Deze kosten stelt de rechtbank op grond van het Besluit proceskosten bestuursrecht voor de door een derde beroepsmatig verleende rechtsbijstand vast op € 1.002,- (1 punt voor het indienen van het beroepschrift en 1 punt voor het verschijnen ter zitting, met een waarde per punt van € 501, en wegingsfactor 1).

Beslissing

De rechtbank:
  • verklaart het beroep tegen de bestreden besluit I en II ongegrond;
  • wijst het verzoek om schadevergoeding af;
  • draagt de staatssecretaris op het betaalde griffierecht van € 46,- aan eiser te vergoeden;
  • veroordeelt de staatssecretaris in de proceskosten van eiser tot een bedrag van € 1.002,-.
Deze uitspraak is gedaan door mr.

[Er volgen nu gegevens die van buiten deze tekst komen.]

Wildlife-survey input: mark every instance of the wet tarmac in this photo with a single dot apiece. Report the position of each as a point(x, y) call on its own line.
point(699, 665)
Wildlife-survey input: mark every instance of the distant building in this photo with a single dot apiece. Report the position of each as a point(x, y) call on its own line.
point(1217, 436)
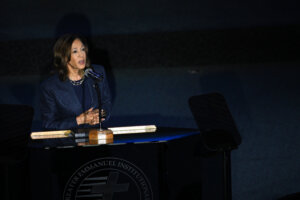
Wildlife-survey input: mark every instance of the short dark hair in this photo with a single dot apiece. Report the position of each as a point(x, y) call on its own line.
point(62, 53)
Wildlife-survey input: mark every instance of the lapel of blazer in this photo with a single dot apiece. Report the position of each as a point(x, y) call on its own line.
point(91, 92)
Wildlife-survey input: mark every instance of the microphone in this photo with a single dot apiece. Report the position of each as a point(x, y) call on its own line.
point(90, 73)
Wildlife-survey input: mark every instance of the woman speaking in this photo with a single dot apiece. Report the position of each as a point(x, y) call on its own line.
point(69, 98)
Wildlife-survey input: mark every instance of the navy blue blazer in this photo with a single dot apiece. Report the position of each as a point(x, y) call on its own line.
point(60, 105)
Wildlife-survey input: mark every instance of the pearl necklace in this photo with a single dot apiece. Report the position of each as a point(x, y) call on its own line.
point(79, 82)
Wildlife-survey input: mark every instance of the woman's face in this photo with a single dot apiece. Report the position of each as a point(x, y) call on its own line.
point(78, 56)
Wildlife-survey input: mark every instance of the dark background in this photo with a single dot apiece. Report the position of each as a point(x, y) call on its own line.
point(158, 54)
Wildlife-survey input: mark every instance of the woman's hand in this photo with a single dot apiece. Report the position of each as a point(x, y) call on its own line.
point(90, 117)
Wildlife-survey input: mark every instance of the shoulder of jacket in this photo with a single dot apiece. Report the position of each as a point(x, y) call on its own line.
point(98, 68)
point(50, 81)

S.A.M.L. van de Sande, voorzitter, en mr. E.J. Govaers en mr. W. Toekoen, leden, in aanwezigheid van mr. A.J.M. Roestenberg, griffier. De beslissing is in het openbaar uitgesproken op 18 december 2018.
griffier voorzitter
Afschrift verzonden aan partijen op:

Rechtsmiddel

Tegen deze uitspraak kan binnen zes weken na de dag van verzending daarvan hoger beroep worden ingesteld bij de Centrale Raad van Beroep.